Panjang perjalanan yang aku tempuh. Sesaat waktu aku temukan diriku
terbaring lesu, berkeringat tampak lelah dengan wajah pucat pasi.
Mungkin aku saat itu sedang kurang baik, merasa kesepian dalam
perjalanan panjang ini. Aku di saat itu hanya bisa mengeluh ini dan itu,
seperti tak ada tempat bersandar. Hingga pada sesaat waktu berikutnya
aku menemukan sandaran yang kokoh, tidak rapuh seperti yang sebelumnya.

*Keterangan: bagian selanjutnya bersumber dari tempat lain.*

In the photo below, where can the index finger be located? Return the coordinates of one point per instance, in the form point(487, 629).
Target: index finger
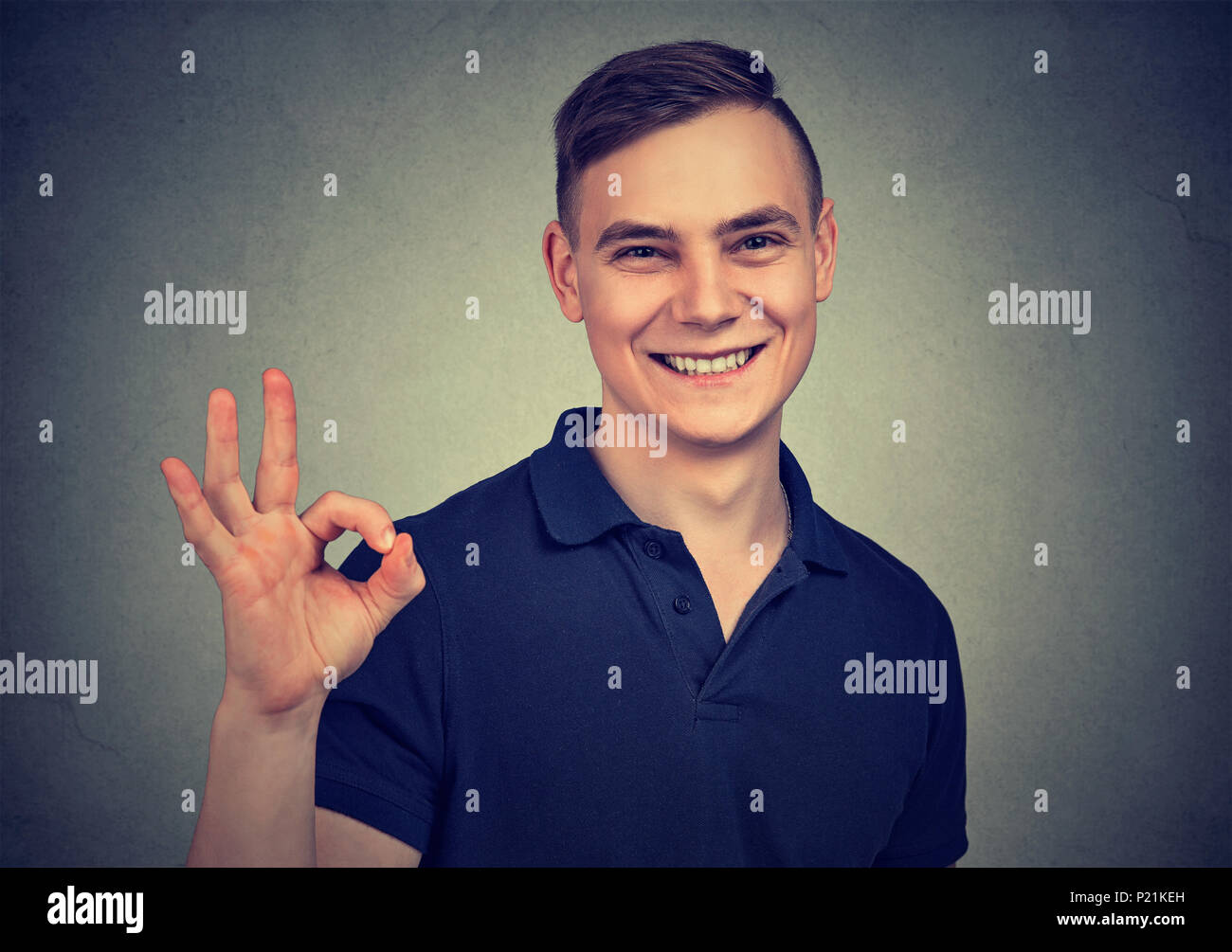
point(278, 471)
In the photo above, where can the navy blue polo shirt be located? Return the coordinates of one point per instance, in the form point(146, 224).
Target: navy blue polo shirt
point(561, 692)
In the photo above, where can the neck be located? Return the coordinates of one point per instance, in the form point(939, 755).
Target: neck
point(721, 499)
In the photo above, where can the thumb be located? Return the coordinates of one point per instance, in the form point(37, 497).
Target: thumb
point(399, 579)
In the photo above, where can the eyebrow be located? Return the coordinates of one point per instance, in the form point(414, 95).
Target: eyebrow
point(627, 229)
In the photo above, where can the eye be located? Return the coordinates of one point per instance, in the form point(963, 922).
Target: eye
point(760, 238)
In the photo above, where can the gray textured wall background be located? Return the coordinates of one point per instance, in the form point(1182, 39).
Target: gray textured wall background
point(1015, 435)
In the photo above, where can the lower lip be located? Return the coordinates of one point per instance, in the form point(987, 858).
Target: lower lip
point(711, 380)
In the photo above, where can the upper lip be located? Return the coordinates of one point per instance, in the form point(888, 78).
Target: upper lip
point(710, 355)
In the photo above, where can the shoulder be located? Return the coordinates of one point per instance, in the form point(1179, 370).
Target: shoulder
point(883, 579)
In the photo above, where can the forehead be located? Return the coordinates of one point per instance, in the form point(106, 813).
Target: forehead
point(693, 173)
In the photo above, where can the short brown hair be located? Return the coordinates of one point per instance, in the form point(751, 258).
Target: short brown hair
point(645, 89)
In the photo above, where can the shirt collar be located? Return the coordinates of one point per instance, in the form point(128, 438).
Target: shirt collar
point(578, 504)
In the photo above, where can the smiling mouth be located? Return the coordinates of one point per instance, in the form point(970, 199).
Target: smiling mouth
point(714, 366)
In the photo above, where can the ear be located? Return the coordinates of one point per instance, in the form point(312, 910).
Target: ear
point(562, 271)
point(824, 246)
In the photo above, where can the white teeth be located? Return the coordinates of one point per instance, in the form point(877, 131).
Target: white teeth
point(716, 365)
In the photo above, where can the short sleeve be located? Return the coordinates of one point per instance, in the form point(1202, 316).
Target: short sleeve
point(932, 830)
point(380, 743)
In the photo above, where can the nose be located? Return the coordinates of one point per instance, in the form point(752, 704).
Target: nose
point(706, 296)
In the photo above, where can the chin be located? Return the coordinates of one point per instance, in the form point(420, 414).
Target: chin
point(711, 429)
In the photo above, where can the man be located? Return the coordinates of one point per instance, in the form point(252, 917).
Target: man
point(642, 644)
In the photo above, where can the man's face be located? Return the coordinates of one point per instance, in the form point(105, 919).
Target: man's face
point(677, 274)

Dalam sandaran itu, aku bisa mengadu, menangis puas, berdua saja dengannya
tempatku bersanadar. Sandaran itu adalah Tuhannya para pengelana.
Para pengelana, dialah aku, kamu, dan kita. Tentunya banyak yang tak
menyadarinya, bahwa kita adalah para pengelana. Bahwa jalan panjang ini sebenarnya sangatlah singkat yang tak akan terasa nikmatnya hingga para pengelana terlena.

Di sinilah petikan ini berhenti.